It's time to wake up, folks. A 10-year-old data set for intrusion detection is utterly worthless, as your conclusions will be if you use it. I will never again read further than "benchmark KDD '99 intrusion data set." There is no faster way to communicate to an informed audience that you just don't understand intrusions than by analyzing data that is this old. Such attacks are generations behind those that modern network defenders face today. Understand this: you are solving the problems exemplified by your data set. If your data is 11 years old, so is your problem, and your solution is only as effective as that problem is relevant. Few, if any, attacks from 1999 are relevant today.
Make no mistake about it, I understand the researcher's lament! There is no modern pre-classified data set like those relics of careers gone by. Finding a good corpus is excruciatingly difficult.

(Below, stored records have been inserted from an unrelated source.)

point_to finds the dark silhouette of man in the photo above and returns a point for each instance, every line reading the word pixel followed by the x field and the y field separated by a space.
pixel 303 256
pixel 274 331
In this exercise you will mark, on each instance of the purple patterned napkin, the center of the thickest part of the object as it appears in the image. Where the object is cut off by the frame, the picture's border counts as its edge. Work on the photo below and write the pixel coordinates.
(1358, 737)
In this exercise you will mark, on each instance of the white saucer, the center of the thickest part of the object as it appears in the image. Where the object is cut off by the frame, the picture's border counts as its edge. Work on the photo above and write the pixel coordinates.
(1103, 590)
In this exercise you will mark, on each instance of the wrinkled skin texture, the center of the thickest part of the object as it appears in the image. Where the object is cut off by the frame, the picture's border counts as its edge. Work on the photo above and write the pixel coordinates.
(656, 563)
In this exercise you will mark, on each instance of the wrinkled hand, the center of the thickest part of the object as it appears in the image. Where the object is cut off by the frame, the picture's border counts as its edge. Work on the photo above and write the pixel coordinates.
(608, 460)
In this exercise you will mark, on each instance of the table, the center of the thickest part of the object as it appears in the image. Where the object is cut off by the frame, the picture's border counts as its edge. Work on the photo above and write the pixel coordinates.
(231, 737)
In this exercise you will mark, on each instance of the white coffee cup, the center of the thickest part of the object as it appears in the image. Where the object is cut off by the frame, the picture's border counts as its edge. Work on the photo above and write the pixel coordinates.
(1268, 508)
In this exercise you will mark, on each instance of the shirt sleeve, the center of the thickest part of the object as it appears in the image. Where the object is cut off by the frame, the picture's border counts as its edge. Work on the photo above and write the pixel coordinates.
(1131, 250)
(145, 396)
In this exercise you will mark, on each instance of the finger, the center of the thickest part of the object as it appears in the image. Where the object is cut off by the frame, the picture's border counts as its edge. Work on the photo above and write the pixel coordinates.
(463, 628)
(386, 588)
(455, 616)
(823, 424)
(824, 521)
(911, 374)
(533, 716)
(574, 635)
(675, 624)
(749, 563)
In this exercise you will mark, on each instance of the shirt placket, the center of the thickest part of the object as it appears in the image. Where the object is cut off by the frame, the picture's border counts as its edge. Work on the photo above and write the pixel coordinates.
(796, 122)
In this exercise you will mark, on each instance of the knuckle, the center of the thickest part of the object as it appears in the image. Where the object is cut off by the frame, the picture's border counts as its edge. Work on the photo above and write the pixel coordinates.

But in legitimate, scientific, empirical studies, this is absolutely no excuse for using irrelevant data. In fact, without first establishing the relevancy of ANY data set, even those used in the past, one's findings fall apart.
To pick but one example, in the last two issues of IEEE Transactions on Dependable and Secure Computing, two of the three IDS-related articles
The data commonly considered the "gold standard" by academics has not been relevant for at least half a decade. Research done in that period whose findings relied on 2001 and prior data is not in any way conclusive, in my professional opinion.
3 comments:
Totally agree... Do you have any practical advice for research who want to acquire realistic data sets for their IDS prototypes?
Thanks for the question, I should have covered this in my post.
If you're having trouble collecting a good corpus of data through analysis of your university's perimeter, or are looking to detect attacks typically directed at victims other than in an academic setting, find a partner in industry. Many large companies are desperate to find new methods for detecting sophisticated attacks and will be willing to work with you to get access to data under an NDA or in an obfuscated manner. Your university or professor(s) should have contacts to help grease the skids here.
Yet another paper published in 2011 using 1999 DARPA data. Sigh.
Perhaps reviewers, not just the authors, are also at fault.